Australia’s major gas pipeline owner APA Group has edged further into an integrated structure by paying $151 million to buy AGL Energy out of their jointly owned Diamantina power plant at Mount Is in northwestern Queensland.
The deal, announced to the ASX yesterday, comes as AGL Energy sells off non-core assets to tighten its focus on retailing and customers focused businesses such as solar power.
APA, which owned 50% of the Mt Isa power station, held a pre-emptive right to AGL’s half-share. It had already suggested that it was interested in buying AGL’s stake.
AGL will continue to supply gas to the power station, which is a 242 megawatt combined cycle, and a 60 megawatt open cycle gas turbine next door in Mount Isa.
APA is also in the process of a takeover bid for the rest of Ethane Pipeline Income Fund, which owns an ethane gas pipeline that runs from central Australia to Botany in Sydney.
APA shares fell 0.1% at $8.50 while AGL are down 1% at $18.23.
APA said the deal will boost its earnings and told the ASX in yesterday’s announcement that it will fund the acquisition with a mix of existing cash and available undrawn committed corporate debt facilities.
"The total funding requirement is approximately $550 million, including transaction costs and replacement of the project finance facility at the asset level. The acquisition of AGL’s equity interest equates to an enterprise value for DPS of approximately $700 million, at an EBITDA multiple of approximately 8 times FY2017 earnings.

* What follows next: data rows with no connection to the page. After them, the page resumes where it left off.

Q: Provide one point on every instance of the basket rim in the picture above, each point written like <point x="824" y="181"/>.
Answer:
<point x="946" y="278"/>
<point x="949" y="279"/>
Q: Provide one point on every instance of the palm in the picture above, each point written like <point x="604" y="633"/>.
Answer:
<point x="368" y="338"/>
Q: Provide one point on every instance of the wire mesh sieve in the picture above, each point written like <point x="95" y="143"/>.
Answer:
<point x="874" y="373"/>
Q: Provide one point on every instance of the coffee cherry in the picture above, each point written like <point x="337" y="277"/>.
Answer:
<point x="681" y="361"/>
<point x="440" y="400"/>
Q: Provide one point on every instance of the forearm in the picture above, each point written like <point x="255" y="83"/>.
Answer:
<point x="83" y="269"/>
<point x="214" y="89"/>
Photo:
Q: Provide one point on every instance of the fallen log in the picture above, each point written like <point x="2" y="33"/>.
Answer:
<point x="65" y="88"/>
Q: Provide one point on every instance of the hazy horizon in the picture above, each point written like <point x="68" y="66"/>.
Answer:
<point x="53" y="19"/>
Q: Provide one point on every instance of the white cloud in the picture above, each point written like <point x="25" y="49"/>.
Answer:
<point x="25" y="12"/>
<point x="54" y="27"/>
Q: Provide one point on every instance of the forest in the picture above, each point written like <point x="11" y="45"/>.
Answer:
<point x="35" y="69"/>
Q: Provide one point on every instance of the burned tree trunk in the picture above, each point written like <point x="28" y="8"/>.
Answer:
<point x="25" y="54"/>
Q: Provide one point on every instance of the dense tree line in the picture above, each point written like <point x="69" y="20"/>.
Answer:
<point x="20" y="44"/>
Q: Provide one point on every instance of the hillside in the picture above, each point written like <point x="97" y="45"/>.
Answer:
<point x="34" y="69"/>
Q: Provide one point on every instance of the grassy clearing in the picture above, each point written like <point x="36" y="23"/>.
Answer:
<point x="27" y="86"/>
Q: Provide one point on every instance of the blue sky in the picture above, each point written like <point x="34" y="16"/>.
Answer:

“As a result of this acquisition, APA’s full year guidance for FY2016 has been updated as follows: EBITDA is upgraded to be in the range of $1,300 to $1,335 million (from $1,275 million to $1,310 million); Net interest cost is expected to fall towards the upper end of the current guidance range of $500 million to $510 million; and FY2016 total distribution guidance is unchanged – i.e., expected to be in the order of 41.5 cents per security, representing a 9.2 per cent increase on the previous year,” APA told the ASX.